In this article I'd like to share with you a phenomena that is best you avoid - something you should be aware of when designing your data model (or building your Business Processes) in Caché or in Ensemble (or older HealthShare Health Connect Ensemble-based versions).
Background
As a reminder, every (well… almost every) SET and KILL you perform of a global to the database (directly or via some interface like an object %Save() or SQL DDL) gets written to the database Journal.
[You can see this article with more background about this]
In this article I’d like to highlight a consideration that could cause you (might even already been causing you) serious journaling consumption.

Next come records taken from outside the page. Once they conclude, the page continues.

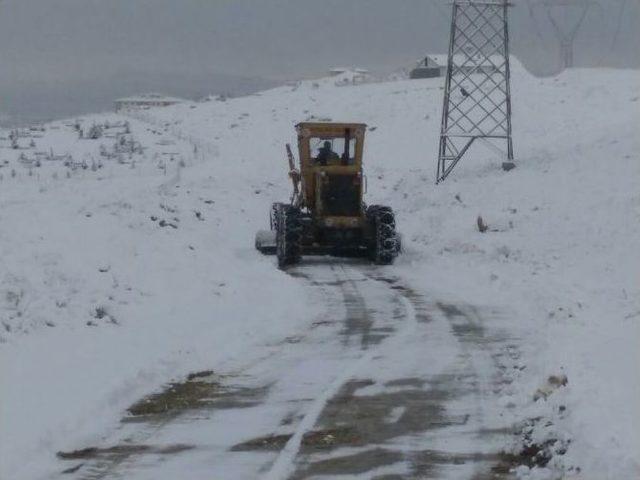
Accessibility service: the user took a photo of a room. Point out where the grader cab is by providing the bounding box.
[256,122,400,268]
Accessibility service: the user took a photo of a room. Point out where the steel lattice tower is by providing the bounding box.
[436,0,514,183]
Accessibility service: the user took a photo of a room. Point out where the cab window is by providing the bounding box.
[310,137,356,165]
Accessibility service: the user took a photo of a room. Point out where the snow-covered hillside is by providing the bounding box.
[0,65,640,479]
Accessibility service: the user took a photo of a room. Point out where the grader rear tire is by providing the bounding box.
[367,205,399,265]
[276,205,302,268]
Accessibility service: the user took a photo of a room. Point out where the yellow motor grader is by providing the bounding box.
[255,122,400,268]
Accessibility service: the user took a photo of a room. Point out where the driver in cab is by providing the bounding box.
[316,140,340,166]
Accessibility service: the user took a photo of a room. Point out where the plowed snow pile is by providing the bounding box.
[0,62,640,479]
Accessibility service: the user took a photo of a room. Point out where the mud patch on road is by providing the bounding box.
[56,444,194,460]
[122,370,268,422]
[231,427,362,453]
[291,448,406,480]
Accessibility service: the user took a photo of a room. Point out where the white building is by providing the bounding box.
[114,93,184,112]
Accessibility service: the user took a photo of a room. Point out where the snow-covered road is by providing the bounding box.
[50,258,518,480]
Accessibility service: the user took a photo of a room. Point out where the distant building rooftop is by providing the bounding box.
[114,93,184,112]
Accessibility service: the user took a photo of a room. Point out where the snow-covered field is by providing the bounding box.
[0,62,640,480]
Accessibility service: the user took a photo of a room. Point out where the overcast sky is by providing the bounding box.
[0,0,640,124]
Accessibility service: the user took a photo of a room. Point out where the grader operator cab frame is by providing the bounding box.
[256,122,400,268]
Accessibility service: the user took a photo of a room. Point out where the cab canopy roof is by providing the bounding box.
[296,122,367,137]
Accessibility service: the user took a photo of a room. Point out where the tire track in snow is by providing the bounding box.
[264,266,418,480]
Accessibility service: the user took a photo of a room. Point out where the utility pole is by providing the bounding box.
[436,0,515,183]
[543,0,596,70]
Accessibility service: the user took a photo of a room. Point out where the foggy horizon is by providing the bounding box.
[0,0,640,123]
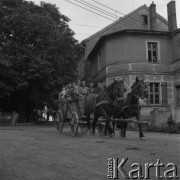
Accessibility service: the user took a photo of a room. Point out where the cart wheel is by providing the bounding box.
[70,112,79,137]
[55,110,64,133]
[98,123,105,137]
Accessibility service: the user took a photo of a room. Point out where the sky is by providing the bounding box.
[31,0,180,42]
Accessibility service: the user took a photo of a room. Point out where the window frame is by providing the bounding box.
[146,40,161,63]
[149,82,162,105]
[141,14,148,26]
[175,85,180,107]
[97,52,102,72]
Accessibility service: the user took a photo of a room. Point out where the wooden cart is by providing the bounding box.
[55,97,88,137]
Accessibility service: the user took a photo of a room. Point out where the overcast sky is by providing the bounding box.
[32,0,180,42]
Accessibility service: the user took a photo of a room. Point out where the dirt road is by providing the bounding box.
[0,126,180,180]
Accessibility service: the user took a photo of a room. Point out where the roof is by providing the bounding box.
[89,29,172,56]
[83,4,168,43]
[82,4,168,56]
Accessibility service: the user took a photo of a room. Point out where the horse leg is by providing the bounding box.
[120,123,124,137]
[86,112,91,132]
[123,122,127,137]
[136,116,145,140]
[101,107,113,135]
[92,112,99,135]
[112,121,116,134]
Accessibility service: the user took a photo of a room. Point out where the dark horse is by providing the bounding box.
[113,77,148,139]
[84,80,126,135]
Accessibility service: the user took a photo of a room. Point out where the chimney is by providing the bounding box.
[149,2,157,31]
[167,1,177,32]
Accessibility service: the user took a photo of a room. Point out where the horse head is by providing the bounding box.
[131,77,148,99]
[107,78,126,101]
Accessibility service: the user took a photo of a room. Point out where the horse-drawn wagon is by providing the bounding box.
[55,94,87,136]
[55,79,149,138]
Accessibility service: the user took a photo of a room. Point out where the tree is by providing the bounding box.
[0,0,83,121]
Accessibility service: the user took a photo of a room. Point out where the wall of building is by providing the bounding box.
[106,34,171,65]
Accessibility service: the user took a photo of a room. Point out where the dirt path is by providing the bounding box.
[0,126,180,180]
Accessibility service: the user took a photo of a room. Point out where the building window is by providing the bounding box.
[141,15,148,25]
[147,42,158,62]
[149,83,160,104]
[176,86,180,107]
[98,53,102,71]
[91,60,96,76]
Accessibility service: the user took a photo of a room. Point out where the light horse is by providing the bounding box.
[113,77,148,139]
[84,79,126,135]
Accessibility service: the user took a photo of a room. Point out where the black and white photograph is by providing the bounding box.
[0,0,180,180]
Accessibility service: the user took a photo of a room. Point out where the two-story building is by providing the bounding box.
[81,1,180,125]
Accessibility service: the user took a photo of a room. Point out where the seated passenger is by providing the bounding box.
[81,81,88,96]
[74,80,81,95]
[59,85,67,100]
[88,83,94,94]
[94,82,103,94]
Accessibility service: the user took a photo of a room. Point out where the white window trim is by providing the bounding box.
[145,39,161,63]
[149,81,162,105]
[97,52,102,72]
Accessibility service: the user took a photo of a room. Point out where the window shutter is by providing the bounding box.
[161,82,168,104]
[146,83,150,105]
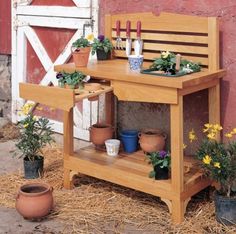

I’ll give you a little background of how I got on to this topic (and this could also illustrate the results of this phenomena).
A customer was complaining of extreme journal growth.
We examined the journal usage, here’s a certain visualization of “regular days” journal consumption at this customer –
Each “dot” signifies a 1GB-sized journal file switch.
And this is what the “bad days” looked like –
You can see the “lines” of “connected dots” that signify consecutive heavy journal consumption.
Looking closer (see this article with tips of how to analyze the Journal) we learned the reason for this was the phenomena described below.
Example
The scenario in which this happens is when you have an object with an Array Collection (or some other “Collection” that “behaves” like an Array storage-wise).
Each time, you save the object, regardless of how many items in the collection you changed (or even if you changed them at), the code behind the scenes KILLs the whole Collection global subscript node, and re-SETs.
For example, assume you have the following class –
Class Demo.Data.Test Extends %Persistent
{
/// test type
Property TypeCode As %String;
/// related runs
Property RelatedRuns As array Of %String;
Storage Default
{
<Data name="RelatedRuns">
<Attribute>RelatedRuns</Attribute>
<Structure>subnode</Structure>
<Subscript>"RelatedRuns"</Subscript>
</Data>
<Data name="TestDefaultData">
<Value name="1">
<Value>%%CLASSNAME</Value>
</Value>
<Value name="2">
<Value>TypeCode</Value>
</Value>
</Data>
<DataLocation>^Demo.Data.TestD</DataLocation>
<DefaultData>TestDefaultData</DefaultData>
<IdLocation>^Demo.Data.TestD</IdLocation>
<IndexLocation>^Demo.Data.TestI</IndexLocation>
<StreamLocation>^Demo.Data.TestS</StreamLocation>
<Type>%Library.CacheStorage</Type>
}
Then in the %SaveData label of the generated routine you will find this, with regard to updating the Collection, in case of updating an existing object instance:
kill ^Demo.Data.TestD(id,"RelatedRuns")
set zzc40v1=$Order(i%RelatedRuns(""),1,val)
While zzc40v1'="" {
Set ^Demo.Data.TestD(id,"RelatedRuns",zzc40v1)=val,zzc40v1 = $Order(i%RelatedRuns(zzc40v1),1,val)
}
You can see we KILL the whole “previous” node, and then loop over the “current” items and SET them.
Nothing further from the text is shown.